In my usual fashion, I dove into research and discovered that people were already recommending gluten (wheat, barley, oats, rye) free, casein (milk protein) free diets for speech delayed children. Even though autism wasn’t even on our radar screen at the time, it is a common first intervention for children with that diagnosis, and one that brings great success for some. So off we went, I took out milk first by adding a mere teaspoon of rice milk to his milk and worked up from there. Two weeks later his eczema was cleared up and some unmentionable bodily functions had improved.
Yet how and what C eats has changed everything about what a “normal” family does. Thanksgiving is irrelevant to him. Restaurants are places that hold absolutely no interest. My mother wishes she could take him to the ice cream shop for a treat. And in an attempt to look on the bright side of things, I have been slightly thankful that C is not interested in ice cream whatsoever, because it makes him not being able to have it far easier. He doesn’t want cake, candy, or other such things. He’s probably the only child in the world who has never tasted chocolate, pizza, or spaghetti sauce. He only enjoys Halloween because he gets to knock on people’s doors and chat with them; he gives all his candy to Mom and Dad (after, of course, sorting it by brand and color).
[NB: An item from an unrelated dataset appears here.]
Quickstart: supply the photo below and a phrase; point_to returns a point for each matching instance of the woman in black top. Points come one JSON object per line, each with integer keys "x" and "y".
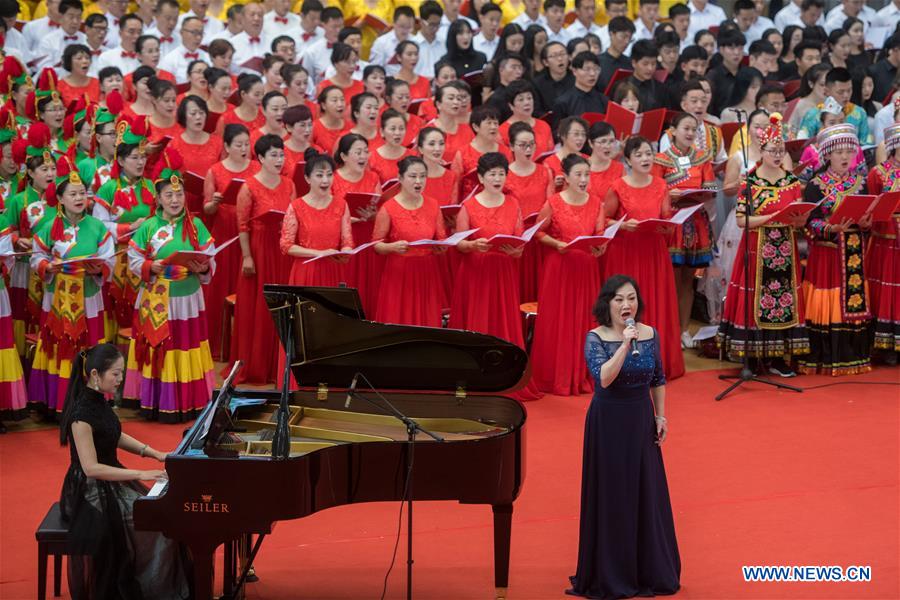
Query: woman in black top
{"x": 460, "y": 53}
{"x": 108, "y": 558}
Years later, C is still GF/CF. Now I am too, due to my own recently discovered celiac disease and an allergy to milk protein. It’s been harder on me because I enjoy food so much more than C. Yet even though C’s feeding struggles are still enormous – to the point where I have come to accept the fact that he will likely always struggle with food – his health (and my own) is so vastly improved over those early days it’s hard to imagine ever going back to that kind of eating again.